By Dustin Rowles | Film | September 25, 2015 |
By Dustin Rowles | Film | September 25, 2015 |
The Cold War was not a fun era, what with the constant threat of nuclear annihilation, McCarthyism, the Berlin wall, and the Vietnam War. However, there is something to be said for having an arch-enemy, and patriotism never meant as much in this country as it did during the Cold War when we had an entire social, political, and economic ideology to rally against. The 1980’s “Miracle on Ice,” for instance, meant a lot more to America because we weren’t just underdogs beating another team at hockey; we were kicking Soviet ass! Because of the politically-charged atmosphere, there was a heightened quality to the competition between the United States and the Soviet Union, and we were never as invested in the outcomes as we were then.
It’s against that backdrop — and perhaps, it’s the only backdrop in which it could ever happen — that chess suddenly because a really big deal in 1972. The Soviets had been dominating the “sport” for decades, with a Russian holding the World Championship title dating back to 1948. The latest was a man named Boris Spassky, who’d held the title since 1968 and had never lost to Bobby Fischer, a Brooklyn kid with a bit of a screw loose.
You couldn’t ask for a better story: The self-taught, spunky American Dream vs. the Soviet Bully! Like soccer does every few years, chess captured the American imagination so much so that people actually watched chess on television, which is even more insane than the brief period a decade ago when Americans in droves watched televised poker.
But here’s the thing about Pawn Sacrifice, the Bobby Fischer biopic starring Tobey Maguire, which tracks Fischer from the time he’s a young boy until the 1972 World Championship: When it’s focused on the chess, it’s a fascinating, engaging film, and Maguire and Liev Schrieber (playing Spasky) convey lengthy monologues in stare downs.
Director Edward Zwick and screenwriter Steven Knight, however, are more interested in the exploring the mental deterioration of Fischer, and while that is intermittently fascinating, it’s mostly tedious and repetitive. Maguire must have uttered some variation of “the Russians and the Jews are out to get me” ten or 12 times during the film, while checking for bugs in phones, in picture frames, or underneath chairs. Zwick too often belabors the point, and in doing so, slows any momentum the film can gain on its way to and through the ‘72 Championship.

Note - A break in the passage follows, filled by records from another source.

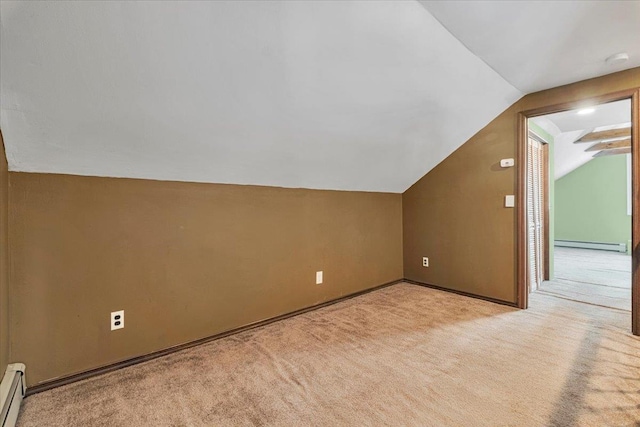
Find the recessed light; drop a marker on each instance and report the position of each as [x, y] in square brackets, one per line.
[617, 58]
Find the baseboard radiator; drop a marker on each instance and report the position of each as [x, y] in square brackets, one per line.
[12, 391]
[616, 247]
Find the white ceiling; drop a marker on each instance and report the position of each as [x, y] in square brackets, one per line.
[568, 126]
[366, 95]
[332, 95]
[537, 45]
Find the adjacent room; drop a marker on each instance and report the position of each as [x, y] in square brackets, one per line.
[319, 213]
[580, 216]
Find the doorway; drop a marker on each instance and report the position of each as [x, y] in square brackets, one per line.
[536, 248]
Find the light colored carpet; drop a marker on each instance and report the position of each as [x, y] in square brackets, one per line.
[403, 355]
[591, 276]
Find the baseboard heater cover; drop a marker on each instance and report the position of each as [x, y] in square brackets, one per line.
[12, 391]
[616, 247]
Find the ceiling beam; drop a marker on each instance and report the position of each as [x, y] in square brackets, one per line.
[608, 145]
[605, 134]
[613, 152]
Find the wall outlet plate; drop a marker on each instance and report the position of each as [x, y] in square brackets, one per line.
[117, 320]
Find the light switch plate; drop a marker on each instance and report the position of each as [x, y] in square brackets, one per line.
[509, 201]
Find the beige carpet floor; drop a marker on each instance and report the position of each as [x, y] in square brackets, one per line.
[400, 356]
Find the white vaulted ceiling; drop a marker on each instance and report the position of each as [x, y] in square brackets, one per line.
[364, 95]
[538, 45]
[333, 95]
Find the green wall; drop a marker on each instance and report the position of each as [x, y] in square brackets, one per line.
[549, 139]
[591, 202]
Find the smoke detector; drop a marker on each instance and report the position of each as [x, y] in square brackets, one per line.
[617, 58]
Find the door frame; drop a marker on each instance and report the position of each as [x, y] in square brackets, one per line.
[521, 189]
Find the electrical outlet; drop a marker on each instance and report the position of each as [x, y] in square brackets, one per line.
[117, 320]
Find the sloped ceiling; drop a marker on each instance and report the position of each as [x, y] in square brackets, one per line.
[330, 95]
[537, 45]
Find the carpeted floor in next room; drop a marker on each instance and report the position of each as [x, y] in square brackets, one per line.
[402, 355]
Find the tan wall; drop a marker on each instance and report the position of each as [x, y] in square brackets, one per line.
[455, 214]
[4, 260]
[183, 260]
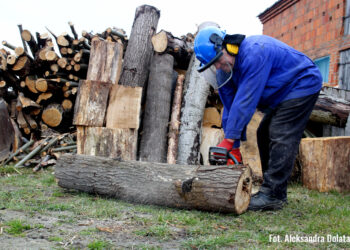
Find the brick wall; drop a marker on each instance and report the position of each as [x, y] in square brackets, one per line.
[314, 27]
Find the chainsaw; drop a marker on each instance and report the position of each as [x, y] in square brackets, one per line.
[221, 156]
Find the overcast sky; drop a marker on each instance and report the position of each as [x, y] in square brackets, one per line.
[178, 17]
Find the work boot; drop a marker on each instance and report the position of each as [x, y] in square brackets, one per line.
[262, 201]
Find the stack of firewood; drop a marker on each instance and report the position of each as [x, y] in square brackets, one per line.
[40, 83]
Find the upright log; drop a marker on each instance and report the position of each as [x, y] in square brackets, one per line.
[196, 91]
[105, 62]
[6, 132]
[174, 125]
[210, 188]
[153, 145]
[139, 51]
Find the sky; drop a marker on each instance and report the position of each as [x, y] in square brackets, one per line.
[178, 17]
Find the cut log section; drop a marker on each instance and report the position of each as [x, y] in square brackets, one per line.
[174, 125]
[52, 115]
[139, 51]
[105, 62]
[326, 163]
[208, 188]
[91, 103]
[108, 142]
[153, 145]
[124, 107]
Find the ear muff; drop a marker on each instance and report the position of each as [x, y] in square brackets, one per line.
[232, 49]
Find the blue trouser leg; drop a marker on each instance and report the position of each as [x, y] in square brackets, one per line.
[278, 137]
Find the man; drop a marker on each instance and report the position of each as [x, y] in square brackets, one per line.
[261, 72]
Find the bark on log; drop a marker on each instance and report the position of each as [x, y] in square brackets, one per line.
[326, 163]
[174, 125]
[91, 103]
[105, 62]
[165, 42]
[139, 51]
[153, 145]
[6, 132]
[331, 111]
[209, 188]
[196, 91]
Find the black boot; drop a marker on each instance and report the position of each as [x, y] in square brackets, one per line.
[262, 201]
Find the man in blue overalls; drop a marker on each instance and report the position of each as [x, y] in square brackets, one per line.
[260, 72]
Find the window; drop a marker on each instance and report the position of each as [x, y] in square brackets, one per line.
[323, 65]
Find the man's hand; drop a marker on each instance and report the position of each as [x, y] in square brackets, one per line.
[226, 143]
[235, 152]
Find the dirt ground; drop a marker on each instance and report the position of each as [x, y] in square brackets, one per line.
[75, 235]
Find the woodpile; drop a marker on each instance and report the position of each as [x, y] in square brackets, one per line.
[40, 80]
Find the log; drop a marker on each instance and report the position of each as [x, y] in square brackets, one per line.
[124, 107]
[208, 188]
[153, 144]
[52, 115]
[331, 111]
[105, 62]
[165, 42]
[91, 103]
[174, 125]
[7, 133]
[109, 142]
[139, 51]
[326, 163]
[196, 91]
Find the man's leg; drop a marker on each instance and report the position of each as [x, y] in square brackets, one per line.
[286, 127]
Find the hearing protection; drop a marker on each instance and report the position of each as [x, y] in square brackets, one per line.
[230, 42]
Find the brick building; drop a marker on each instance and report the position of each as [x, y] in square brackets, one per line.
[318, 28]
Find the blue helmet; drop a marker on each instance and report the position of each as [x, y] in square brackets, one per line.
[208, 46]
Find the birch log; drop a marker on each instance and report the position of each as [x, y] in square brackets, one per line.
[174, 125]
[210, 188]
[139, 51]
[153, 145]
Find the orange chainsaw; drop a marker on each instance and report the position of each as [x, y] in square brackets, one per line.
[221, 156]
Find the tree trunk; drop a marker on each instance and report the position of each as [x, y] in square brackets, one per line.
[105, 62]
[109, 142]
[326, 163]
[139, 51]
[196, 91]
[153, 143]
[165, 42]
[331, 111]
[174, 125]
[7, 133]
[91, 103]
[210, 188]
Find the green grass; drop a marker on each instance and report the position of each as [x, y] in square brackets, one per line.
[308, 213]
[16, 227]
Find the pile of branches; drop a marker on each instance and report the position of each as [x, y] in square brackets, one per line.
[39, 81]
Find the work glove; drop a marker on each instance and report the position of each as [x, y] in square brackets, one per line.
[236, 153]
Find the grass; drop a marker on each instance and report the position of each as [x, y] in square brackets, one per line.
[308, 213]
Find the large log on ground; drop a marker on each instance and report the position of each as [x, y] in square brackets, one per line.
[6, 132]
[210, 188]
[139, 51]
[326, 163]
[331, 111]
[153, 145]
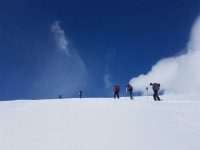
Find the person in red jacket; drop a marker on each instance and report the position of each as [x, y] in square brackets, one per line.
[129, 88]
[116, 89]
[156, 88]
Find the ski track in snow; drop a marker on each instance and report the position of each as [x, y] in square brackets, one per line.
[101, 123]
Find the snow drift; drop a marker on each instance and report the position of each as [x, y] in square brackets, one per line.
[178, 75]
[100, 124]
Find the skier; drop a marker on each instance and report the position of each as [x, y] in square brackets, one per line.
[80, 94]
[129, 88]
[116, 89]
[156, 88]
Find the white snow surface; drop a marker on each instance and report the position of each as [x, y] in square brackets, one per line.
[101, 124]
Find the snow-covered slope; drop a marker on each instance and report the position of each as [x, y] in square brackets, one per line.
[101, 124]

It doesn’t help that Fischer was an unlikable person upon which to base the character. As he is depicted in the film, it’s hard for post-Cold War era audiences not to have some sympathy for Boris Spassky, whose only “character defect” is being a Soviet (in fact, after the film, the first person I Wiki’d was Spassky, because I was far more interested in his life post-1972 than in Fischer’s). Take the politics out of the equation, and we’re probably rooting for Spassky over the unhinged Fischer, who spends almost the entire movie either staring off into space or exploding with rage at the few people who can stomach to be around him (his lawyer (Michael Stuhlbarg), his mother (Robin Weigert), his sister (Lily Rabe) and a priest (Peter Sarsgaard). The film moves in fits and starts, from exciting chess matches to almost banal backroom meltdowns designed for Maguire’s Oscar reel.
However, if there’s anything to take away from the film, besides the fact that Fischer was a paranoid dick, it’s that chess can wreak havoc on the mind. So consumed by the game, Fischer never developed adequate social skills. His ego was so inflated, he refused to concede that another player was better than him, choosing instead to believe that the Russians and Jews were out to get him. In short, he went mad, but as depicted in Pawn Sacrifice, his journey toward madness was much less interesting than his journey through the game of chess.